Cabinet du Dr Brigitte Picandet

Nouvel éclairage sur les vertus du chocolat

Alors que certaines personnes, préoccupées par leur poids, culpabilisent à l’envi dès qu’elles consomment un carré de chocolat, d’autres à l’inverse, observent, études scientifiques à l’appui, que cet aliment contient des composants manifestement bénéfiques pour la santé.

Ces composants, les flavanols, appartiennent à la famille chimique des flavonoïdes, ils sont également dénommés selon les publications « catéchines », « proanthocyanidines » voire autres noms encore plus compliqués.

Une étude publiée récemment a comparé les effets de trois boissons chocolatées, plus ou moins riches en flavanols. Ces boissons étaient ingérées à raison d’une fois par jour pendant 8 semaines par 90 sujets volontaires répartis en trois groupes de 30. Le groupe HF (« Haute » concentration en flavanols) recevait ainsi 993 mg/jour ; le groupe intermédiaire IF recevait 520 mg/jour et le dernier groupe BF (« Basse » concentration en flavanols) recevait 48 mg/jour. Tous les autres apports nutritionnels étaient identiques. Les volontaires étaient des personnes âgées de plus de 65 ans (âge moyen 70 ans), en bonne santé mentale, non-fumeurs, non-obèses, et sans pathologie évolutive.

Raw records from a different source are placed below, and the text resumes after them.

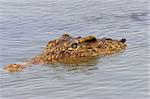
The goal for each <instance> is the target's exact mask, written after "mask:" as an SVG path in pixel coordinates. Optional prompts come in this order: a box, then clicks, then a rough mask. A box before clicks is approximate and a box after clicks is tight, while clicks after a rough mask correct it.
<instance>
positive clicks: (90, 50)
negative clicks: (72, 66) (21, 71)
mask: <svg viewBox="0 0 150 99" xmlns="http://www.w3.org/2000/svg"><path fill="white" fill-rule="evenodd" d="M125 41H126V40H125V39H121V40H113V39H110V38H102V39H97V38H95V37H94V36H87V37H83V38H82V37H71V36H70V35H68V34H63V35H62V36H61V37H60V38H58V39H55V40H52V41H49V42H48V44H47V46H46V47H45V48H44V50H43V51H42V53H41V54H39V55H37V56H35V57H33V58H31V59H30V60H28V61H26V62H22V63H20V64H8V65H6V66H5V67H4V69H5V70H7V71H9V72H16V71H20V70H22V69H23V68H25V67H28V66H30V65H32V64H52V63H57V62H59V63H73V60H76V59H78V58H82V59H84V58H87V57H95V56H106V55H111V54H115V53H119V52H122V51H124V50H125V48H126V44H125ZM81 61H82V60H81Z"/></svg>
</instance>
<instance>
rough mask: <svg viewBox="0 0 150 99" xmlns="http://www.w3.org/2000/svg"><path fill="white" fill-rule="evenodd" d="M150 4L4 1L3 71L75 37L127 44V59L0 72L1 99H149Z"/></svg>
mask: <svg viewBox="0 0 150 99" xmlns="http://www.w3.org/2000/svg"><path fill="white" fill-rule="evenodd" d="M149 17H150V14H149V10H148V0H34V1H33V0H0V56H1V61H0V66H1V68H2V67H3V65H5V64H8V63H15V62H20V61H23V60H25V59H26V58H30V57H32V56H34V55H36V54H38V53H40V51H41V50H42V48H43V47H44V46H45V45H46V42H47V41H49V40H52V39H55V38H57V37H59V36H60V35H62V34H63V33H64V32H68V33H69V34H70V35H72V36H87V35H95V36H96V37H98V38H101V37H112V38H122V37H123V38H126V39H127V45H128V46H127V49H126V51H125V52H124V53H121V54H117V55H112V56H108V57H102V58H99V59H96V60H95V61H92V62H91V63H89V64H83V65H82V66H83V67H82V68H79V69H72V70H71V69H70V68H68V67H66V66H65V65H62V64H60V65H57V66H51V65H47V66H40V65H36V66H32V67H31V68H27V69H25V70H24V71H22V72H17V73H6V72H3V71H0V75H1V81H0V96H1V98H2V99H148V94H149V92H148V58H149V55H148V37H149V35H148V32H149V28H148V25H149V22H148V21H149Z"/></svg>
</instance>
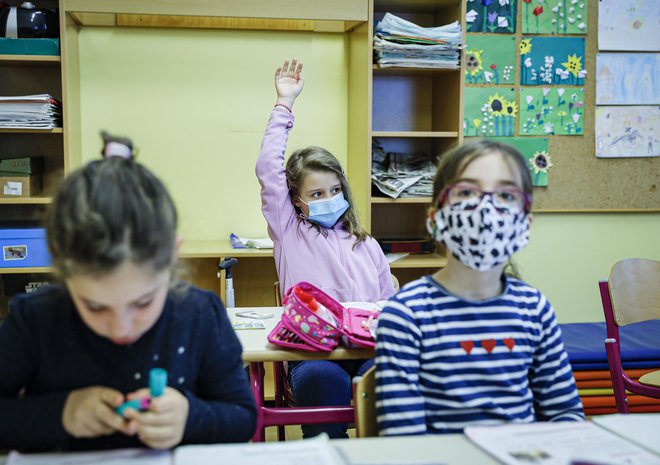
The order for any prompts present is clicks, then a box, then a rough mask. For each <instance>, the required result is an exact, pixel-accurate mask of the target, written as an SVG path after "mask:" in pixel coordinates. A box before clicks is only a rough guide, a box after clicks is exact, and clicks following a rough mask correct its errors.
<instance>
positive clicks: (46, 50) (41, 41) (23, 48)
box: [0, 37, 60, 56]
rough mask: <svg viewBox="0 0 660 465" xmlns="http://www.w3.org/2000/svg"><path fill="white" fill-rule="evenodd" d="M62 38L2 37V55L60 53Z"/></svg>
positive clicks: (1, 46)
mask: <svg viewBox="0 0 660 465" xmlns="http://www.w3.org/2000/svg"><path fill="white" fill-rule="evenodd" d="M59 54H60V39H28V38H24V39H21V38H12V37H0V55H55V56H57V55H59Z"/></svg>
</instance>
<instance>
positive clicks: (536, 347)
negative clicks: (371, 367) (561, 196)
mask: <svg viewBox="0 0 660 465" xmlns="http://www.w3.org/2000/svg"><path fill="white" fill-rule="evenodd" d="M376 340H377V344H376V411H377V415H378V427H379V430H380V434H381V435H400V434H425V433H456V432H461V431H462V430H463V428H465V427H466V426H471V425H494V424H500V423H504V422H517V423H529V422H533V421H579V420H582V419H583V418H584V413H583V410H582V403H581V402H580V398H579V396H578V392H577V388H576V386H575V380H574V378H573V372H572V370H571V366H570V364H569V362H568V356H567V355H566V351H565V350H564V345H563V343H562V339H561V331H560V329H559V325H558V324H557V320H556V318H555V314H554V311H553V309H552V306H551V305H550V303H549V302H548V301H547V299H546V298H545V296H544V295H543V294H541V293H540V292H539V291H538V290H537V289H534V288H533V287H531V286H529V285H527V284H525V283H524V282H522V281H520V280H517V279H514V278H511V277H507V278H506V280H505V289H504V292H503V293H502V294H501V295H498V296H496V297H493V298H491V299H487V300H483V301H469V300H466V299H463V298H460V297H457V296H455V295H452V294H451V293H449V292H448V291H447V290H446V289H445V288H444V287H442V286H441V285H440V284H439V283H438V282H437V281H435V280H434V279H433V278H431V277H430V276H425V277H422V278H420V279H418V280H416V281H413V282H411V283H409V284H407V285H406V286H404V287H403V289H402V290H401V291H400V292H399V293H398V294H397V295H395V296H394V297H393V298H392V299H391V300H390V301H389V302H388V303H387V305H386V306H385V308H384V309H383V312H382V314H381V315H380V317H379V318H378V334H377V338H376Z"/></svg>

L’objectif de l’étude consistait à évaluer un éventuel effet des flavanols sur les performances intellectuelles, pour cela 4 tests psychométriques à savoir le MMSE (Mini Mental State Examination), la fluence verbale, et deux tests de rapidité d’exécution de tâches étaient réalisés avant et après la période de 8 semaines considérée. Etaient également mesurés des paramètres biologiques de nature métabolique (sensibilité à l’insuline, lipides circulants) et des paramètres cardiovasculaires (pression artérielle).

Que nous apprend cette étude ?

Les auteurs (Mastroiacovo D., Kwik-Uribe C., Grassi D. et al) travaillant à l’université de L’Aquila en Italie, ont fait paraître leurs résultats dans la revue American Journal of Clinical Nutrition (ref. = 2015-101-pages 538-548). Ils montrent que le score MMSE est stable dans le temps et entre les groupes. En revanche, pour les trois autres tests, il existe une amélioration des performances entre le temps zéro et le temps 8 semaines et, surtout, cette amélioration est statistiquement supérieure dans le groupe HF par rapport aux deux autres groupes, avec un lien entre l’ampleur de l’effet et la dose.

En parallèle, les paramètres métaboliques et tensionnels évoluent de façon bénéfique selon la même tendance inter-groupe. Les auteurs attribuent les effets observés sur les performances intellectuelles aux flavanols ingérés. De plus, ils ébauchent un mécanisme d’action en avançant l’hypothèse que ces améliorations cognitives sont sous-tendues par les effets métaboliques (accroissement de la sensibilité à l’insuline) et tensionnels, eux-mêmes impactant favorablement la circulation cérébrale.

Que faut-il en retenir ?

Il s’agit d’une étude réalisée selon une méthodologie rigoureuse (tirage au sort des groupes, double aveugle,…) et déclarée au registre officiel des essais cliniques. Ces résultats sont donc a priori fiables, même si le sponsor qui a fourni les poudres chocolatées n’était autre que la compagnie Mars Inc.

Ces résultats viennent apporter des données nouvelles concernant les propriétés bénéfiques des flavanols du chocolat sur la fonction cognitive.

A noter que les quantités de flavanols (près de 1000 mg/jour pour le groupe HF) utilisées dans cette étude sont élevées, de l’ordre de 1.5 à 4 fois supérieures aux quantités moyennes présentes dans l’alimentation classique européenne.

En pratique, ces résultats sont une incitation à :

  • Ne pas bouder le chocolat, en particulier le chocolat noir.
  • Penser à diversifier son alimentation et à y inclure, selon les saisons, l’ensemble des aliments et des boissons riches en flavanols, en particulier : fève, pomme (avec sa peau), raisin (avec ses pépins), myrtille, abricot, thé (thé vert notamment).